Os fenómenos atmosféricos enquadravam-se bem nas estações do ano. Se chovia com abundância, estávamos certamente na estação do Inverno, se o sol era abrasador, estávamos no Verão e entre os meses de Julho e Agosto.

Actualmente, e para ser franco, parece-me que passámos de quatro a duas estações do ano. Ora tanto faz sol num dia e chuva no outro a seguir, ora passam-se meses sem uma pinga de chuva em pleno inverno.

O passado mês de Outubro de 2011 foi extremamente quente e em Dezembro desse mesmo ano (mês que em geral contribui com a maior quantidade de precipitação no território) o nível de precipitação foi quase zero.

Estamos em 2012. Os meses de Janeiro e de Fevereiro entretanto já passaram e chuva, essa que é boa, nem vê-la. Os campos estão secos e já se sente muita dificuldade na alimentação dos animais que deles se alimentam.

O mês de Março, tem continuado igualmente quente, com temperaturas a rondar os 20graus. Céu limpo e sem nuvens o que por si só, é mau sinal. Acabei de consultar a meteorología e uma coisa é certa, até ao próximo dia 19, não deverá chover.

As reservas de água nas barragens estão a baixar de nível, os produtos hortícolas estão a ficar mais caros e .... (tudo o resto como consequência directa da falta de precipitação).

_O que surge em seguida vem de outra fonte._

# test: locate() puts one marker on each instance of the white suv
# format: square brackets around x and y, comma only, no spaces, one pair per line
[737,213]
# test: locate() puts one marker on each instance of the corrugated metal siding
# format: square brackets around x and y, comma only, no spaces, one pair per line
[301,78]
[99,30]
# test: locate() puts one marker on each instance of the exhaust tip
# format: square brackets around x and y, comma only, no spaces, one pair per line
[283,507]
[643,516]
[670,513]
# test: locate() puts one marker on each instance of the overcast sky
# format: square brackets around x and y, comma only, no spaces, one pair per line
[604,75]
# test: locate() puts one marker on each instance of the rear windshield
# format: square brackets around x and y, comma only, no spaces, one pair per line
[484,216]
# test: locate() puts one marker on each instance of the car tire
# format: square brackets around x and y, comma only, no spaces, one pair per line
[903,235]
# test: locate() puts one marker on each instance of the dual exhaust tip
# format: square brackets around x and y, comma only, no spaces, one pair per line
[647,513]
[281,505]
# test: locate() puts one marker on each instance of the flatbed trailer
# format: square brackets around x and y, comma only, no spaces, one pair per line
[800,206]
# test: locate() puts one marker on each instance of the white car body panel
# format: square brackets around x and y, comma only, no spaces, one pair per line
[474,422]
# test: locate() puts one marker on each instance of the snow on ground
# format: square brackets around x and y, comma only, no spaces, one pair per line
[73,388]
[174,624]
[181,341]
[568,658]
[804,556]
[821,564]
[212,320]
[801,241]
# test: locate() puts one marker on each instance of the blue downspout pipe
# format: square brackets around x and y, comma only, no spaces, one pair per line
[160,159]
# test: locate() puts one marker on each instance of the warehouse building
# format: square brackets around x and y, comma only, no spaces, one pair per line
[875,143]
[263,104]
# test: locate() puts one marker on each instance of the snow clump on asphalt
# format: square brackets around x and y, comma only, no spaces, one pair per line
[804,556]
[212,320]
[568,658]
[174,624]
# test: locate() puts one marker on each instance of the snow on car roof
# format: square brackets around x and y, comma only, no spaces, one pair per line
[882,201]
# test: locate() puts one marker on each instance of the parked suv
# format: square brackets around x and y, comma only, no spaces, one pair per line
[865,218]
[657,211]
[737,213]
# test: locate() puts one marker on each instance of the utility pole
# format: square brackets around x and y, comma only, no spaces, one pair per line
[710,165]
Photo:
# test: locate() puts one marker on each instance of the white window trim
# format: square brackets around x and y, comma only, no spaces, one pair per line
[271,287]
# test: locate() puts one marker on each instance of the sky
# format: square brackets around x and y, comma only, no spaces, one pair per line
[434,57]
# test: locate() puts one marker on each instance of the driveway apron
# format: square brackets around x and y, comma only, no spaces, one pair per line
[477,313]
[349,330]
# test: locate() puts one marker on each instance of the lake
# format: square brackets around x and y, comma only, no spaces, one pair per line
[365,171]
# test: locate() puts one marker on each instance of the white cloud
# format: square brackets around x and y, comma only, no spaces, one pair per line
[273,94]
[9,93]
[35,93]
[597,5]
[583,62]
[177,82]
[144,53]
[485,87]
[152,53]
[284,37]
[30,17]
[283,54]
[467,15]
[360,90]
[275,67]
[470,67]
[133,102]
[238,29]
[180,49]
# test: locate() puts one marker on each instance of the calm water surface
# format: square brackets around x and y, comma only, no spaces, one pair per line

No caso em particular de Louriçal do Campo, a pouca água que ainda vai havendo nos poços, já está a ser retirada para regadio de alguns e poucos verdes destinados á alimentação dos animais. Quando for necessária para as regas de Verão, certamente que já não haverá mais água armazenada. Os seus habitantes questionam-se sobre o cultivo de suas hortas. Valerá a pena cultivar para depois, não ter água para regar? Esta é questão que corre de boca em boca e que ninguém tem resposta válida.

Num dia destes, alguém me lembrava o ditado “Abril, águas mil”. Normalmente o mês de Abril, costuma pregar-nos partidas com trovoadas momentâneas que por vezes, deixam mais estragos que benefícios. Neste momento, face à seca que atravessamos, com ou sem estragos, todos esperamos que chova e depressa para bem de todos.